PCI Express slots support up to 32 lanes, each of which is a dedicated serial interconnect. Each lane is capable of delivering 250MB/s of bandwidth, giving PCI Express (which is currently limited to a maximum of 32 lanes) a maximum bandwidth of 8GB/s. However, the PCI Express x16 slot is the largest slot adopted by the industry.

However, a PCI Express x16 slot does not mean that all 16 lanes are functioning. PCI Express slots allow for downward scaling. So, a PCI Express x16 slot can scale down to 8x, 4x, 2x and 1x. You should keep this in mind because not all PCI Express 16x slots will always run with all 16 lanes operational, even if the graphics card supports 16 lanes.

This is especially true in motherboards that support multi GPUs. Most multi GPU motherboards (with a few exceptions) reduce the number of operational PCI Express lanes by half to x8 when a second graphics card is installed. This gives you only 8 lanes per graphics card.
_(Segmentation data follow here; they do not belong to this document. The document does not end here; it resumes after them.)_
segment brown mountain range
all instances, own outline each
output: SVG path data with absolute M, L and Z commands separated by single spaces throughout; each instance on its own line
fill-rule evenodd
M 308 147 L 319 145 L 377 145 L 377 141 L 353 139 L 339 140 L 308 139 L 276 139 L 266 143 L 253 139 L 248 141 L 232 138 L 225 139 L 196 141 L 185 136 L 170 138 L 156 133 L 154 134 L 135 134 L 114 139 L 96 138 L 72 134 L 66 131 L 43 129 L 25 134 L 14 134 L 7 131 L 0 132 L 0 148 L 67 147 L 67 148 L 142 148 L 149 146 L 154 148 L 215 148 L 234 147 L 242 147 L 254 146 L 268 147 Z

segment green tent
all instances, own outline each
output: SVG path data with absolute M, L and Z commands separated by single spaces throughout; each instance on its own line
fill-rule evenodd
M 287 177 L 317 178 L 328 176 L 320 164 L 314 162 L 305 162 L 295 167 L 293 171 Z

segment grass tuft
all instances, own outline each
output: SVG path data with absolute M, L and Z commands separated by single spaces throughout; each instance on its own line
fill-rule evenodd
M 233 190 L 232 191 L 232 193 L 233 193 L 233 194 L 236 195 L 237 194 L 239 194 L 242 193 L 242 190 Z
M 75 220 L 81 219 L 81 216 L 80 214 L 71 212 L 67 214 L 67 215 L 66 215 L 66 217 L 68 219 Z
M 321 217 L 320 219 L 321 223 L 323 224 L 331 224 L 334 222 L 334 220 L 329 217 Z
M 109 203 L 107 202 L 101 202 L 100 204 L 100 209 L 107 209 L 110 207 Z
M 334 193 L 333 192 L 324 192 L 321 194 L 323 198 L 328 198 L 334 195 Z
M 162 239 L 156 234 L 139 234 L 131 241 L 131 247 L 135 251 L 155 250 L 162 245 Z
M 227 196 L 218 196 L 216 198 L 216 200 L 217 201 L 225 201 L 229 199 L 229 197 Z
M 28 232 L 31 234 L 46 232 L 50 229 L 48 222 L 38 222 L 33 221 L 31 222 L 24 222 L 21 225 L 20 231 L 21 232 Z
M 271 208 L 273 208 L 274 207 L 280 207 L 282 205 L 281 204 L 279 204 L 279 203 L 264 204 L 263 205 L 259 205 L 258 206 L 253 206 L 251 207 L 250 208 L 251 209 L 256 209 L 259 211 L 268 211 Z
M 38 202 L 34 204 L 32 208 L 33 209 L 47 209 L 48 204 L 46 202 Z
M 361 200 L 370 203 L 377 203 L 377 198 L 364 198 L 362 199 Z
With that said, I wouldn't worry too much about this because most multi GPU setups transmit their data over a bridge interconnect, rather than the PCI Express bus. Only a few (cheaper) multi GPU setups use the PCI Express bus for inter-GPU communication. Even so, it is not really a big deal as graphics performance is not significantly affected by the PCI Express bandwidth. I just want to remind you that while the motherboard may claim a certain PCI Express slot, electrically it could run with fewer operational lanes than advertised. So keep your eyes open, eh?


Debug LEDs

Well, this is one of those little features that make my life as a lowly tech engineer that much easier. It is an LED array that lights up with numbers. If anything fails during startup, the LED will give you a code indicating the point of failure. This makes troubleshooting much simpler, so if you repair your own computers, get yourself a motherboard with debug LEDs. Seriously, they're pretty nifty things to have around.